Your agent probably already logs its output in some format — JSONL events, structured logs, a custom format. You don’t need to change your agent. Just write a small converter that runs at the end of runner.sh and transforms your agent’s native output into trajectory.json. Here’s the pattern:
#!/bin/bash
set -uo pipefail

# ... install and run your agent ...
my-agent --task "$PROBLEM_STATEMENT" \
  2>"$OUTPUT_DIR/agent_stderr.log" | tee "$OUTPUT_DIR/agent_output.log"

# Convert your agent's output format to trajectory.json
python3 << 'PYEOF'
import json, os

output_path = os.environ["OUTPUT_DIR"] + "/agent_output.log"
traj_path = os.environ["OUTPUT_DIR"] + "/trajectory.json"
instance_id = os.environ["INSTANCE_ID"]

# Parse your agent's native format
steps = []
total_input = 0
total_output = 0

with open(output_path) as f:
    for line in f:
        try:
            obj = json.loads(line.strip())
        except (json.JSONDecodeError, ValueError):
            continue
        # TODO: adapt this to your agent's event format
        # Example: extract tool calls and token counts

traj = {
    "schema_version": "1.0",
    "instance_id": instance_id,
    "model": "your-model-name",
    "total_tokens": total_input + total_output,
    "prompt_tokens": total_input,
    "completion_tokens": total_output,
    "steps": steps,
}
json.dump(traj, open(traj_path, "w"), indent=2)
PYEOF
This converter is a one-time thing.
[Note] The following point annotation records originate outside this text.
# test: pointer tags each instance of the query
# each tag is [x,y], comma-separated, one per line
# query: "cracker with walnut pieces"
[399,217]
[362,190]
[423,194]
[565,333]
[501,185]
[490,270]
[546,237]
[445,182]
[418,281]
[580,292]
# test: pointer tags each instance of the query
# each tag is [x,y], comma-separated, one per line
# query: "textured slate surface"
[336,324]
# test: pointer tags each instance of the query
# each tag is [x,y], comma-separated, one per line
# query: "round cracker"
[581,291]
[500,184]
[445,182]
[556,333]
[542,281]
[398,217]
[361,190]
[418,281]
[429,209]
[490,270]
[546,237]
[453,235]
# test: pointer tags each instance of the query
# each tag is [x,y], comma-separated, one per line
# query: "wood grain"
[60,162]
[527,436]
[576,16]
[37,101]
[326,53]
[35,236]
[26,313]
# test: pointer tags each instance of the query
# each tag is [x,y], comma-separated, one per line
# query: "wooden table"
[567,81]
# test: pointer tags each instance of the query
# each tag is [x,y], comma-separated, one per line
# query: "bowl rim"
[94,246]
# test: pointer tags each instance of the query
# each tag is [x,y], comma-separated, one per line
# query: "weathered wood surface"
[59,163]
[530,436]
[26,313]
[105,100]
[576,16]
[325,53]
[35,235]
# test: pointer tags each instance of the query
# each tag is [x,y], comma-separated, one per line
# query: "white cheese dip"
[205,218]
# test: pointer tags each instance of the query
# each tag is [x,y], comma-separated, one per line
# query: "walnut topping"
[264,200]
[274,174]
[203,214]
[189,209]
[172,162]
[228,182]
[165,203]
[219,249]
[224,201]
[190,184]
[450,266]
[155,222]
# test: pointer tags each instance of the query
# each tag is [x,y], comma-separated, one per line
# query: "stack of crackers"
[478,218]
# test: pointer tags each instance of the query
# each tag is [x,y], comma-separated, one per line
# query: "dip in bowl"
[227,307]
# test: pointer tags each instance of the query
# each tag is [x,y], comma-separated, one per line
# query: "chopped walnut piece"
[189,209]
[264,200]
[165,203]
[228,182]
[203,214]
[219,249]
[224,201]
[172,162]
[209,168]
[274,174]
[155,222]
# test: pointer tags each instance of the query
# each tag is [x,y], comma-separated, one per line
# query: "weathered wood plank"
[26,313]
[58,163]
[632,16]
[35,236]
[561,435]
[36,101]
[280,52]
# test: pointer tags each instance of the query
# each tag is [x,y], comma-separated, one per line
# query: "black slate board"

Write it once, and it works for every benchmark run.

Real examples

Claude Code (stream-json format)

Claude Code outputs JSONL with type: "assistant" and type: "result" events:
messages = []
result = None
with open(output_path) as f:
    for line in f:
        try:
            obj = json.loads(line.strip())
        except json.JSONDecodeError:
            continue
        if obj.get("type") == "result":
            result = obj
        elif obj.get("type") == "assistant":
            messages.append(obj)

steps = []
for msg in messages:
    for block in msg.get("message", {}).get("content", []):
        if block.get("type") == "tool_use":
            steps.append({
                "step": len(steps) + 1,
                "type": "tool_call",
                "tool": block.get("name", ""),
            })

usage = result.get("usage", {}) if result else {}

Ante (event stream format)

Ante outputs JSONL with event.ToolStart and event.UsageUpdate:
for line in f:
    obj = json.loads(line.strip())
    event = obj.get("event", {})
    if "ToolStart" in event:
        steps.append({
            "step": len(steps) + 1,
            "type": "tool_call",
            "tool": event["ToolStart"].get("name", ""),
        })
    if "UsageUpdate" in event:
        usage = event["UsageUpdate"].get("usage", {})
        total_input += usage.get("input_tokens", 0)
        total_output += usage.get("output_tokens", 0)

If you have nothing to parse

Write a minimal trajectory so the dashboard has something:
echo '{"schema_version":"1.0","instance_id":"'"$INSTANCE_ID"'","total_tokens":0,"steps":[]}' \
  > "$OUTPUT_DIR/trajectory.json"
Better than nothing — it still tells the dashboard the instance ran.